We always think we can add things, experiences, activities and memorabilia to improve the original Christmas, which merely had God moving through a womb to a manger as one of us. 

Merely?  With everything we add we lose a little of the wonder of the amazing grace he gave us in  the Christ-child.

Wednesday, 19 December 2018

Happy Birthday Pratibha!


Today is Pratibha Patil's birthday.

Pratibha was India's President and to date the only woman to have held that office.

As our Parliament - of which we are supposed to be so proud - mires itself ever more deeply in the swampy jungle of Brexit two of her comments (about the Parliament of India) are poignant, to say the least:

It is important that the decorum and dignity of the House is upheld at all times.  The image of Parliament in the public mind should be one where proceedings, debates and discussions take place with a view to resolve issues through a constructive and co-operative approach.

Parliament of the country is the repository of the sovereign will of the people and its successful functioning is the responsibility of both the Government and Opposition.

Quite.

Monday, 10 December 2018

St John Roberts

Today is the Anniversary of the execution of one of the many namesakes of mine.  Saint (for that is how he has become known) John Roberts was Welsh (as Robertses always ultimately are), born in 1577 to a farming family.


Namesake he may have been, but in very many ways our paths seem quite opposite.  Born into a Protestant home John was converted to Catholicism in France.  In the febrile world of Reformation and Counter-Reformation religious politics he found himself in the wrong religion in the wrong place.

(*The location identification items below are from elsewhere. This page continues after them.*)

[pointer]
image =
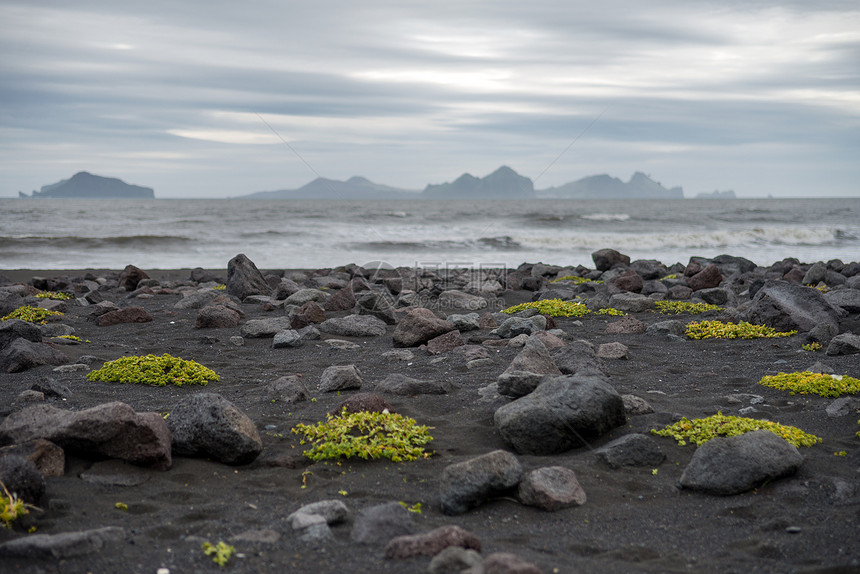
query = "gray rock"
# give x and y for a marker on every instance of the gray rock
(354, 326)
(844, 344)
(551, 488)
(64, 545)
(340, 378)
(560, 414)
(208, 425)
(379, 524)
(731, 465)
(468, 484)
(631, 450)
(110, 429)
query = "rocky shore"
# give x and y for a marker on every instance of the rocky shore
(542, 458)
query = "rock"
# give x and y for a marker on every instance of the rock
(259, 328)
(468, 484)
(48, 457)
(379, 524)
(399, 384)
(631, 302)
(707, 278)
(560, 414)
(551, 488)
(130, 277)
(288, 389)
(62, 546)
(244, 279)
(431, 543)
(127, 315)
(22, 354)
(340, 378)
(605, 259)
(21, 477)
(844, 344)
(419, 326)
(631, 450)
(110, 429)
(786, 307)
(627, 325)
(731, 465)
(217, 317)
(444, 343)
(354, 326)
(208, 425)
(613, 351)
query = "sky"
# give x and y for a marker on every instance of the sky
(218, 99)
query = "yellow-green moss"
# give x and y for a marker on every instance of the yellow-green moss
(742, 330)
(699, 431)
(675, 307)
(365, 435)
(31, 314)
(154, 370)
(552, 307)
(806, 383)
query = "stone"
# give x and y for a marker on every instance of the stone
(340, 378)
(468, 484)
(379, 524)
(419, 326)
(551, 488)
(431, 543)
(732, 465)
(354, 326)
(110, 429)
(244, 279)
(631, 450)
(561, 413)
(208, 425)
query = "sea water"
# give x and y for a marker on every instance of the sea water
(299, 234)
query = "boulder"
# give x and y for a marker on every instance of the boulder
(208, 425)
(468, 484)
(111, 429)
(732, 465)
(561, 413)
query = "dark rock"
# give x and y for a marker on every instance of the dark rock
(731, 465)
(431, 543)
(468, 484)
(631, 450)
(379, 524)
(551, 488)
(208, 425)
(560, 414)
(110, 429)
(127, 315)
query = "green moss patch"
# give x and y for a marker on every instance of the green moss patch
(365, 435)
(154, 370)
(807, 383)
(742, 330)
(700, 431)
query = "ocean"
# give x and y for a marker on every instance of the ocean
(299, 234)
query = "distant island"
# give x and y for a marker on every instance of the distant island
(84, 185)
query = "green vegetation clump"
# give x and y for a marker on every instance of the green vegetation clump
(31, 314)
(365, 435)
(222, 552)
(552, 307)
(676, 307)
(742, 330)
(154, 370)
(806, 383)
(700, 431)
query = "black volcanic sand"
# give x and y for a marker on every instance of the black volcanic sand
(634, 520)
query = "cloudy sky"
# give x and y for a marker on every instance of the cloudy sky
(759, 97)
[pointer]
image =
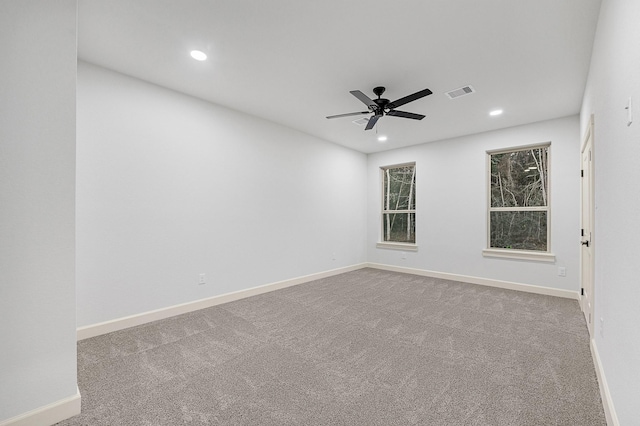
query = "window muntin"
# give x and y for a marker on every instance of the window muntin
(519, 199)
(399, 204)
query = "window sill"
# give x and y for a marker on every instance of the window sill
(397, 246)
(535, 256)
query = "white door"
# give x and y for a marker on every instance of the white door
(587, 211)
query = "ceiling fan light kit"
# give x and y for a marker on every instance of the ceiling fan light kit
(381, 106)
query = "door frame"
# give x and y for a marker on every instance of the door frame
(589, 287)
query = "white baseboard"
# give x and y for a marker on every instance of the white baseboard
(48, 414)
(607, 402)
(158, 314)
(481, 281)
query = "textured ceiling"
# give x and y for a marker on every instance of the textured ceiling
(294, 62)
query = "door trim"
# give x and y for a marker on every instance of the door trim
(588, 310)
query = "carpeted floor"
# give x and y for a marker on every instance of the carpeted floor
(367, 347)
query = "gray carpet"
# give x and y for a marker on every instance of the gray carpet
(367, 347)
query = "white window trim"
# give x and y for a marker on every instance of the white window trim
(531, 255)
(393, 245)
(397, 246)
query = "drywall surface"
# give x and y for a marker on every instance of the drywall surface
(613, 78)
(170, 187)
(451, 200)
(37, 190)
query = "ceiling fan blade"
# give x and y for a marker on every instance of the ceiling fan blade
(372, 122)
(349, 114)
(410, 98)
(404, 114)
(363, 98)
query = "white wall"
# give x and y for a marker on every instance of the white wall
(451, 204)
(37, 173)
(169, 186)
(614, 76)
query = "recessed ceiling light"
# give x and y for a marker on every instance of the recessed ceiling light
(198, 55)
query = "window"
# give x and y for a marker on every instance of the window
(399, 204)
(518, 207)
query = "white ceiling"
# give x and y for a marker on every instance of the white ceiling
(294, 62)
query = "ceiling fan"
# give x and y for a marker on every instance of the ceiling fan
(381, 107)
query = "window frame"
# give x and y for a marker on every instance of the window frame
(532, 255)
(394, 244)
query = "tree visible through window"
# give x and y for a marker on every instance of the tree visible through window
(519, 200)
(399, 203)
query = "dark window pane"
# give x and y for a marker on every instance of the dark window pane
(399, 227)
(524, 230)
(519, 178)
(399, 188)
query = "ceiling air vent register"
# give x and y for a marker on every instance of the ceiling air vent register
(462, 91)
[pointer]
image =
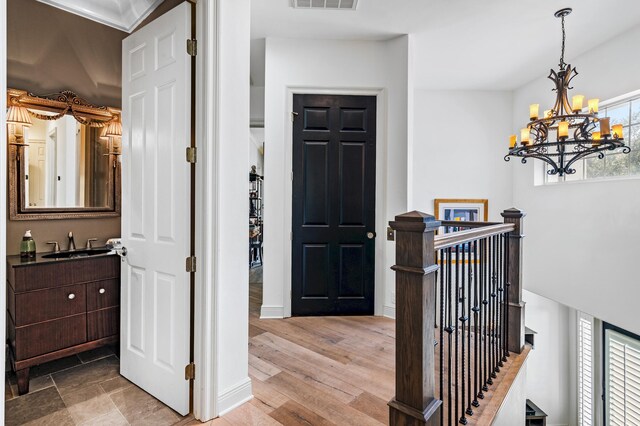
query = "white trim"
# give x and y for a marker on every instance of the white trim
(389, 312)
(206, 320)
(272, 312)
(3, 181)
(235, 396)
(120, 23)
(381, 185)
(585, 355)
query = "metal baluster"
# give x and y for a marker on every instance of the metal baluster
(457, 352)
(463, 321)
(485, 313)
(492, 373)
(506, 298)
(500, 301)
(494, 302)
(469, 411)
(449, 330)
(442, 293)
(476, 322)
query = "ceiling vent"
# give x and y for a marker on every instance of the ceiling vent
(325, 4)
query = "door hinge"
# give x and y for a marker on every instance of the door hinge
(192, 47)
(190, 264)
(192, 154)
(190, 371)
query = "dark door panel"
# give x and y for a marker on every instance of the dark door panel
(333, 260)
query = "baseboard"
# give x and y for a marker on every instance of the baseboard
(234, 397)
(389, 312)
(271, 312)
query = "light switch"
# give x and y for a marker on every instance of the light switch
(391, 235)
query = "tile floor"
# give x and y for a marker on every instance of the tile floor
(84, 389)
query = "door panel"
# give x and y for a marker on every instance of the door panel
(155, 208)
(333, 205)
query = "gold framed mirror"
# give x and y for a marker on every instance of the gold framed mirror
(63, 156)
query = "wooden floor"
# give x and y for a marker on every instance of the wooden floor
(326, 371)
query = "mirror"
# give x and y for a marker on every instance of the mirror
(64, 157)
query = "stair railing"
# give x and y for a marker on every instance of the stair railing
(459, 309)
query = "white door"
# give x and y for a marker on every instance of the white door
(156, 103)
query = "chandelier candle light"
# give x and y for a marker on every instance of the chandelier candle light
(578, 133)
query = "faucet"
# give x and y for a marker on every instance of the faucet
(56, 246)
(72, 243)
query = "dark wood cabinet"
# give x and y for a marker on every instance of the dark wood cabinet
(57, 308)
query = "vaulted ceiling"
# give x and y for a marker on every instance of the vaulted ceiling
(460, 44)
(124, 15)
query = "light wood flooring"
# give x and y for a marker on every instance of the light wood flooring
(329, 371)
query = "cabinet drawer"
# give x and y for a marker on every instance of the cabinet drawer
(45, 337)
(103, 294)
(74, 271)
(53, 303)
(103, 323)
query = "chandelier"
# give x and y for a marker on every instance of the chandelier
(567, 132)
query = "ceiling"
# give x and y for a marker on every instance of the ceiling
(124, 15)
(458, 44)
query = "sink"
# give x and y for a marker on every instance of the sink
(70, 254)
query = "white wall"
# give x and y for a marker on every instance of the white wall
(513, 409)
(377, 67)
(3, 176)
(582, 238)
(256, 139)
(459, 141)
(550, 368)
(257, 106)
(231, 208)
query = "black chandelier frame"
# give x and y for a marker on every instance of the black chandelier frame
(579, 144)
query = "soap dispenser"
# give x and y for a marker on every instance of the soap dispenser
(27, 246)
(72, 243)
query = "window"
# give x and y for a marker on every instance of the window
(624, 111)
(622, 377)
(585, 369)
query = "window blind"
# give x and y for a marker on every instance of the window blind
(622, 379)
(585, 369)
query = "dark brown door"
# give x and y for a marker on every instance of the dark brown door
(334, 167)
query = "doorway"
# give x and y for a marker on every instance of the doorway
(333, 204)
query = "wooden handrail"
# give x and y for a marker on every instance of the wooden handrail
(460, 237)
(416, 268)
(467, 224)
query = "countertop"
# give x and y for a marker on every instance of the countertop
(15, 261)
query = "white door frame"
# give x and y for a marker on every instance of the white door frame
(381, 186)
(3, 182)
(204, 333)
(205, 392)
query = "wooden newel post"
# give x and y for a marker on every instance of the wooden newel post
(514, 280)
(415, 402)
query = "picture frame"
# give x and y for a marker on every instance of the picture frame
(463, 209)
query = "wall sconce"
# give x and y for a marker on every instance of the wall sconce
(19, 116)
(114, 133)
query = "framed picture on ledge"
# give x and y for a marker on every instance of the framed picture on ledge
(464, 210)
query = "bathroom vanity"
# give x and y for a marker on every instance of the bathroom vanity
(57, 307)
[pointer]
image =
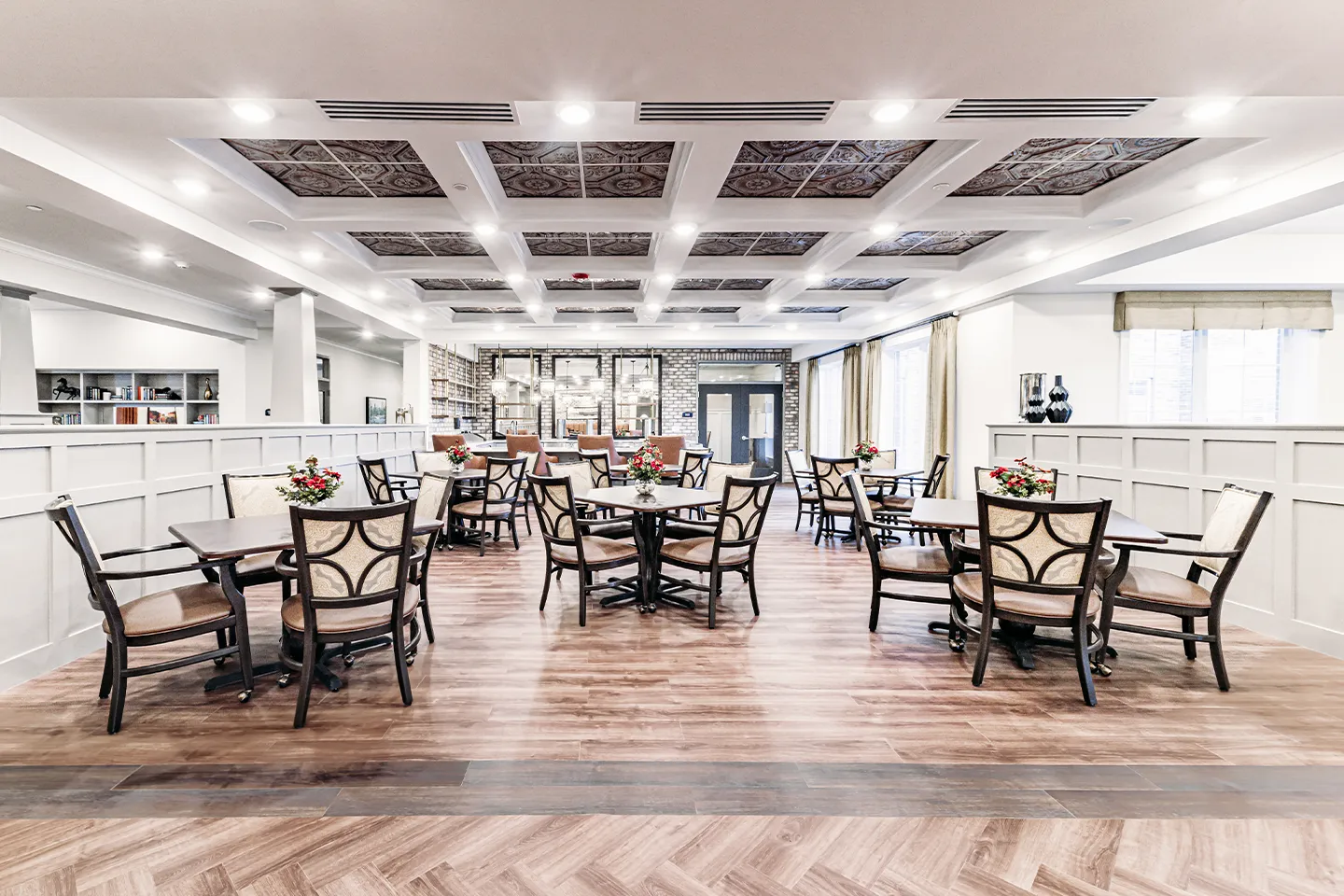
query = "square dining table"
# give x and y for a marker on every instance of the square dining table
(247, 535)
(650, 512)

In returning from Europe to London he knew he was in mortal danger, but he wanted to work among London's poor anyhow.  From this act of foolery or bravery came his execution.  Yet even at his Tyburn execution the usual cruelties of that age were mitigated by his popularity with the poor.  They would not permit the authorities to treat his body with quite the cruelty they normally would have done - at least not before he was dead.  London has a very long list of cruelties on its hands;  it has also, as Charles Dickens for one reminds us, always had plenty of The Poor.

From his village birth to die at 33 years of age in the capital city after having a reputation for looking after the poor?  Well, for all my Protestantism I can see some reasons to think of him as saintly and a reminder of Someone else.

Wednesday, 5 December 2018

George H W Bush

A peculiarity of  being a Pastor is that, although most days reinforce a sense of how inconsequential you are seen to be by the world, you do get to meet a disproportionate number of important, famous people.

One such for me, and whose memorial is happening today, was George H W Bush, the 41st President of the United States of America.  The occasion of meeting him - or more strictly of him meeting me - was when he visited the Church in America where I was on the staff.  He came to speak a greeting at one of the morning worship services and he was brought to meet those of us with whom he would be sharing the platform.


It was naturally a brief encounter, but it was long enough to feel the warmth of personality that has been eulogised today and which contrasts with what is sometimes experienced from lesser women and men.

But back to the meeting.  Did I meet him or did he meet me?

Well, I was at work; I was in a room that I frequented dozens of times in the course of that work and George Bush, I imagine, had never been into that room before.  He may never have been to the church premises before.  It seems to me that he met me.  I was where I would usually be and he wasn't.

Which neatly brings us toward Christmas.  For is it not one of the greatest and most wonderful things about Christmas that we do not go to glory to meet God until, first, he has come to our place - in truth somewhat beneath our place - to meet us?  We meet him because he first meets us.